Envío Digital
Central American University - UCA  
  Number 276 | Julio 2004





Torrential rains that began falling in northern Nicaragua on June 24 produced a series of landslides on the Cerro Musún Natural Reserve in the remote mountainous municipality of Río Blanco, Matagalpa—not unlike the collapse of the Casita Volcano during Hurricane Mitch in October 1998. Roughly a quarter of the hill and all the houses, people, animals and crops on it were swept away, while another quarter was left uninhabitable due to the high risk.
As of July 6, 54 communities in Cerro Musún and 16 other rural districts of Río Blanco had been hit, 6 of them destroyed, affecting over 18,000 people. Nearly 1,000 families—more than 6,000 people—were left homeless, 25 people were killed and many others were injured. By a week later, the unrelenting rains had rendered even the 13 communities with temporary shelters incommunicado, making it impossible to get emergency supplies up. Some of these shelters had received little or no food, safe water or blankets before the steep roads washed out.
Former environmental minister and respected scientist Jaime Incer Barquero attributed the devastating dimensions of the slides to the uncontrolled deforestation by what he called “unscrupulous loggers” and “wrongly motivated peasants” who push the agricultural and cattle frontier deeper into the forest every day. As UNICEF wrote in a news bulletin on the disaster, “Month after month the peaceful if spartan life of hundreds of peasant families in the municipalities of Río Blanco and Matiguás, who grow basic grains for their own consumption, had been interrupted only by the terrible sound of chainsaws cutting down the precious-wood-bearing trees growing on their hills.” Incer Barquero warned that the deforestation is putting other hills at risk as well.
On the Caribbean coast, the rains caused the Río Prinzapolka to overflow its banks, affecting more than 11,000 people in 27 indigenous communities. Other rivers there also overflowed more recently as the rains continued. Only 10 days after the first two emergencies did the executive branch issue a decree declaring them “disaster zones” and appealing for international aid.

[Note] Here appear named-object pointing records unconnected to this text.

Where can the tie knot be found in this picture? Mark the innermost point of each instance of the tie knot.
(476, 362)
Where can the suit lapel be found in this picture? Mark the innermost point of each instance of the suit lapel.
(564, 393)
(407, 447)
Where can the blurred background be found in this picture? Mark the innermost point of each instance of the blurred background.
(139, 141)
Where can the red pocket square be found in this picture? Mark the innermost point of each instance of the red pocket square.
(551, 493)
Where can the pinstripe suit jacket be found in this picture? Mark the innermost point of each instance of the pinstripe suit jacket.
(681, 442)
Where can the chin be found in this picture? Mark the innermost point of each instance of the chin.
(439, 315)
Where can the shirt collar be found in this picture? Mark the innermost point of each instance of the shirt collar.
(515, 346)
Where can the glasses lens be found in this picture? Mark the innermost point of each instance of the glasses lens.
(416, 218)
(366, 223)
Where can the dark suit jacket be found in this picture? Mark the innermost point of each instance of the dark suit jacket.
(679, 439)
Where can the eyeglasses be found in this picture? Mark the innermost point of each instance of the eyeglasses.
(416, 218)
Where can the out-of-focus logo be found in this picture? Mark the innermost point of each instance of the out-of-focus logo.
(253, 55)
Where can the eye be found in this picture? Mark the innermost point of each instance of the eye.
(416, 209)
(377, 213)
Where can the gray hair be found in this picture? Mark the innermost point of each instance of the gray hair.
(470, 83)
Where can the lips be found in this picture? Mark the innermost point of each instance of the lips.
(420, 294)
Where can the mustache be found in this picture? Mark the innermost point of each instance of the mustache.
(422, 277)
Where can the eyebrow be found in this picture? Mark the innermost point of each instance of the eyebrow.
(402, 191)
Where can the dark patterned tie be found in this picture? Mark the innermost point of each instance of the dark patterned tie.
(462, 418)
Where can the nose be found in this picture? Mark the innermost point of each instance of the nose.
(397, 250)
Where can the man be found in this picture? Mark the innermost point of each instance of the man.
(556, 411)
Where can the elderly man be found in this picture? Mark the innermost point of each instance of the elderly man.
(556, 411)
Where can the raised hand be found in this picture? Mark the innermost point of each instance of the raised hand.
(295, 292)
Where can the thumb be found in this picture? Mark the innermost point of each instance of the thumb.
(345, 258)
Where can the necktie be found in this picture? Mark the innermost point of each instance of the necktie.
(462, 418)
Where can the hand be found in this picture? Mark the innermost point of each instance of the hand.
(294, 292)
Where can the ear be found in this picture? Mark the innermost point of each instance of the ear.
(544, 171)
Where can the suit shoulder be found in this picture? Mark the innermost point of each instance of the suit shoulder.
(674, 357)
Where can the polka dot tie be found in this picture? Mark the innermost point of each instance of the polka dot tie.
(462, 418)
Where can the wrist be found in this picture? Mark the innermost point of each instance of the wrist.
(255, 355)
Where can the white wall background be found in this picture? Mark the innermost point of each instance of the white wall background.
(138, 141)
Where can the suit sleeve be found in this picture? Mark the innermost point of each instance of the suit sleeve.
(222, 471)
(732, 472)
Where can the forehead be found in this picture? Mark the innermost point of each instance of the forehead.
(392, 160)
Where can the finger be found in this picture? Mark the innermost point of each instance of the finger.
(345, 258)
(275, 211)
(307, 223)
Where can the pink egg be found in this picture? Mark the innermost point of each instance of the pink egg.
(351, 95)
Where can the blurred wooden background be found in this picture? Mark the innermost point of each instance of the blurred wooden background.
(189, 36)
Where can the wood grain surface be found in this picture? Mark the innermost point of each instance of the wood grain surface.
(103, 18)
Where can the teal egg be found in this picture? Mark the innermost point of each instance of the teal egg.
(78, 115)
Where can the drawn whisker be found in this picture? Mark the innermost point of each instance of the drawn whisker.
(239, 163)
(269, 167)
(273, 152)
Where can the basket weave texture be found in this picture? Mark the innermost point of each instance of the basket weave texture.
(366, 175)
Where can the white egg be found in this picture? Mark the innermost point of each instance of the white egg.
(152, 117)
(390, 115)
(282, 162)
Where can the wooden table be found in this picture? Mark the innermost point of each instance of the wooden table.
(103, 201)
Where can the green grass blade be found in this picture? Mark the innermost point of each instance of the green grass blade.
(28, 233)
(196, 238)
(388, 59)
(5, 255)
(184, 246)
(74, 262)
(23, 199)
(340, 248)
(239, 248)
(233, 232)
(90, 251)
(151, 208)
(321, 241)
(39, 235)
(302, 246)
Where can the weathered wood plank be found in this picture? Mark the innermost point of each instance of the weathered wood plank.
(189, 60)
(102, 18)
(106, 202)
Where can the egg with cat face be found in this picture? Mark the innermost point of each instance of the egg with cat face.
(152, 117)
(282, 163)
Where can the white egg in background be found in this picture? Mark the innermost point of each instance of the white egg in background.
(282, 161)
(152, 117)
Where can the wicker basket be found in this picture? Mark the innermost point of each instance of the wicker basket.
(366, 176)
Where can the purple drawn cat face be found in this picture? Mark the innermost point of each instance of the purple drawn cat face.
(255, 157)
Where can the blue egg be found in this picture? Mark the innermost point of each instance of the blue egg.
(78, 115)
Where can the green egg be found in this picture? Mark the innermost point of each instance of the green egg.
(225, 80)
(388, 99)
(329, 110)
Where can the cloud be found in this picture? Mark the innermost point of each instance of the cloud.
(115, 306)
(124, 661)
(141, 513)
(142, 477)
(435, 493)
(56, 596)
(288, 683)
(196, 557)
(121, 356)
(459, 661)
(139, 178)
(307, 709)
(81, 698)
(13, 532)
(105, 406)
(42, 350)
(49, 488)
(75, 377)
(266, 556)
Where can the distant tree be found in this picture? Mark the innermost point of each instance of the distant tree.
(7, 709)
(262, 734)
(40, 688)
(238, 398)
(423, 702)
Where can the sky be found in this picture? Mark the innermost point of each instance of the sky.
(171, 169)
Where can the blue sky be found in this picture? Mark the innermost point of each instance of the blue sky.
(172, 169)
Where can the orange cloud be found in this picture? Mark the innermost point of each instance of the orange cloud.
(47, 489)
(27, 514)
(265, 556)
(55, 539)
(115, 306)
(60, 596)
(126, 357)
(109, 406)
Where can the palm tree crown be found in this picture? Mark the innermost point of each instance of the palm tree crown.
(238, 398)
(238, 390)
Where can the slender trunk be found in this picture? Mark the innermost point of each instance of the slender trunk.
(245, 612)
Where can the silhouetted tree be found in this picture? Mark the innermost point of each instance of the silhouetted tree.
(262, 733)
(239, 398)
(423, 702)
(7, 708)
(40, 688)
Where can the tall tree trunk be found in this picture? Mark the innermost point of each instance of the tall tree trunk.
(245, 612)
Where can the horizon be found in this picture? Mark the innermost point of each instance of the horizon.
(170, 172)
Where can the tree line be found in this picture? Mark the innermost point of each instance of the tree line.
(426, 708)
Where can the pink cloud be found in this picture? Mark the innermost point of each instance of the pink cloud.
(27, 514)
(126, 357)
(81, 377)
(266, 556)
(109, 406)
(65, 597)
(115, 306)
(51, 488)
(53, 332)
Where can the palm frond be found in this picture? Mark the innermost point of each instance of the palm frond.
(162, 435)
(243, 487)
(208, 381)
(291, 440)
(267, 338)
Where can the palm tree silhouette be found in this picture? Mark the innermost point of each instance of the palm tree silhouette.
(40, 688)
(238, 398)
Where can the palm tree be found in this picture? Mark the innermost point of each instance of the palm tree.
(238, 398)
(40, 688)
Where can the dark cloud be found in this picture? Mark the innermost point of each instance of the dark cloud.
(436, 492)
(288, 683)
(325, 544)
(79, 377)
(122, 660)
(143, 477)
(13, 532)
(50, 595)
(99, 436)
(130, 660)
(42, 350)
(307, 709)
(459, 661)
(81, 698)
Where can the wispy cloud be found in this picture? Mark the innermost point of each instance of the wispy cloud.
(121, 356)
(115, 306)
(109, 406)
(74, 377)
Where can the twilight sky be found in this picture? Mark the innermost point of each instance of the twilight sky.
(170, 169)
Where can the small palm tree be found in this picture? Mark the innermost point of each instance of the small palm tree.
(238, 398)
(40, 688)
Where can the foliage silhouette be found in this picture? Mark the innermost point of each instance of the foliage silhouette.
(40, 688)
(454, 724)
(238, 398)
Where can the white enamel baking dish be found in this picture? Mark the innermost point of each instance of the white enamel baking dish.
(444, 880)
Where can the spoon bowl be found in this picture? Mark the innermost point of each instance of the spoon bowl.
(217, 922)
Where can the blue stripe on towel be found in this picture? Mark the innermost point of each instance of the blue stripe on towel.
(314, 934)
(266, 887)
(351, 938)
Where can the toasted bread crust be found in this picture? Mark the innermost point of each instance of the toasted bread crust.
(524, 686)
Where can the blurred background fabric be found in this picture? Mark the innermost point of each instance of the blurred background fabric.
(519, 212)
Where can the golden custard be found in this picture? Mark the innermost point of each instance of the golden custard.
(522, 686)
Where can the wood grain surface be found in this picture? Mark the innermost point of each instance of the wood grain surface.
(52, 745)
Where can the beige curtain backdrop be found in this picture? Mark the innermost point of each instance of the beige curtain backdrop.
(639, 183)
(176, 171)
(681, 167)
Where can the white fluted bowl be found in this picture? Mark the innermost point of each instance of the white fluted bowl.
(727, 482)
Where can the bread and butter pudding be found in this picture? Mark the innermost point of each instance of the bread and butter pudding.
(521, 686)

In June, horrendous crimes against two small girls—a 7-year-old savagely raped in Managua and a 9-year-old killed during a frustrated rape in León—shook national public opinion, bringing violence against women and children back into the limelight.

Sexual and other violence against females is a shockingly real and growing social epidemic in Nicaragua. According to gynecologist Ana María Pizarro, a specialist in the issue, the problem is even greater considering that literally nothing has happened since the state recognized violence against women as a public health issue in 2000. In the new Health Law, in fact, “there is not a single line on the issue and little girls are only considered to be malnourished and illiterate, but not abused, raped or forcibly made pregnant.”
Despite their daily appearance in radio, TV and newspaper reports, such crimes are regrettably minimized by politicians and still mainly considered to be “private affairs” or “feminist issues.” National Police Chief Edwin Cordero seemed to share this view when he declared that “the murder and rape of these two girls is being magnified as if all girls in the country were being raped. It’s not true; they are very specific cases and the media often magnify these things.” Numerous other cases reported in the following weeks belied that assurance.

Meanwhile, the case of an 11-year-old Managua girl who is three months pregnant after being repeatedly raped by her stepfather reawakened the collective national memory of the case of Rosita (February 2003), the 9-year-old who became pregnant after being raped in Costa Rica. With the help of her parents and members of Nicaragua’s women’s movement, she battled the opposition of authorities to finally get a therapeutic abortion. In this new case, too, the girl said she did not want the pregnancy, felt depressed and was frightened by the threats of her rapist. Nonetheless, the girl remained in the hands of the Ministry of the Family and Casa Alianza, which do not accept therapeutic abortion despite her age and size, the forced nature of the pregnancy and the fact that duly authorized therapeutic abortions are legal in Nicaragua. The Women’s Network against Violence expressed solidarity with the girl, insisted that her wishes be respected and demanded that the man responsible be arrested, a position publicly seconded by all top officials of the Office of Human Rights Defense Attorney, even though their institution is currently headless thanks to political squabbles among the legislators responsible for appointing a new chief. Meanwhile, not for the first time, Cardinal Obando warned that should an abortion be conducted, those responsible would be excommunicated “ipso facto.”